Are VPNs critical components?
VPNs or Virtual Private Networks have become a cornerstone of every business with IT. Many businesses are using SaaS solutions and hybrid environments. This puts further importance on VPN health. Site-to-Site connections are used by businesses using SaaS environments and cloud providers. In addition to these, the current pandemic has also put unprecedented pressure on client VPNs. Those working from home use client VPNs. So if either one of these two types of connections fails, the business can experience significant downtime. This downtime not only means loss of revenue, but other penalties as well. Therefore, it is essential to monitor these.
In what we hope will be a series of blog posts, we’ll write about how organizations can better monitor these critical connections. We’ll also offer some practical tips. As we are an independent consulting firm, we’ll provide platform neutral solutions.
Many connection types
This time we’ll focus on Site to Site VPNs. These can be based on IPSec, L2TP, MPLS, OpenVPN and even WireGuard for early adopters. SSH tunnels are also used.
Monitoring can occur using different styles. The approach differs by organizations and vendors. Different organizations opt for different solutions based on their own requirements. Ideally, monitoring should involve sending the same type of data over these links as production data. However, this may not always be possible.
What can be monitored?
Here are some central aspects of VPNs:
Your equipment (firewall/VPN appliances):
- Uptime on tunnels (how long has the connection been up)
- Tunnels being active (is the connection up)
- Traffic patterns (measure bandwidth used, in/out rates)
- Netflow analysis (analyze the type of traffic travelling) (Advanced)
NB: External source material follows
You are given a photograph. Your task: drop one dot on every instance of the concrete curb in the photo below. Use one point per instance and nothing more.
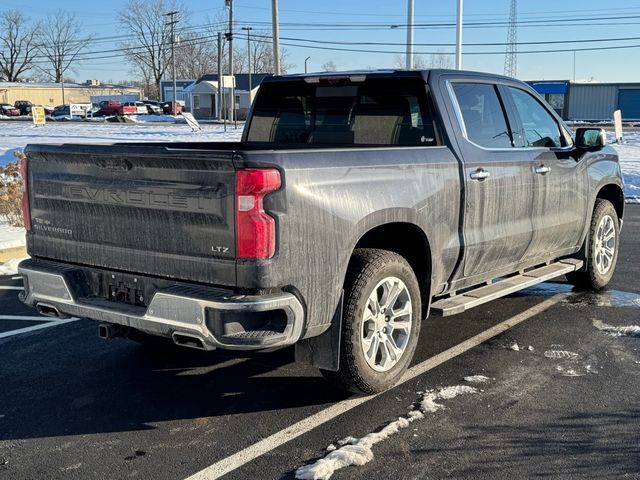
(11, 253)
Remote endpoints (on the other side of the tunnel):
- Servers
- Are remote servers replying?
- Are services on those servers available?
- APIs
- Are they reachable?
- Are they responding as expected?
But that’s not the whole story
The points above can be a good starting point. The following can also be used as a way to get a better view from your application(s) perspective:
Continuous tests:
- Run real traffic (what your applications need to function)
Heartbeats (Keepalive):
- Data is regularly sent to a database with TTL (Time to live) with a reference, and the monitoring system checks that the data has not expired
More is to come
In conclusion, many aspects of remote connections that can be monitored. What you choose to monitor depends on your application(s) and environment. In addition, the level of detail you need also plays a role. In the next blog post, we’ll be covering how to implement one of these ways of monitoring VPNs.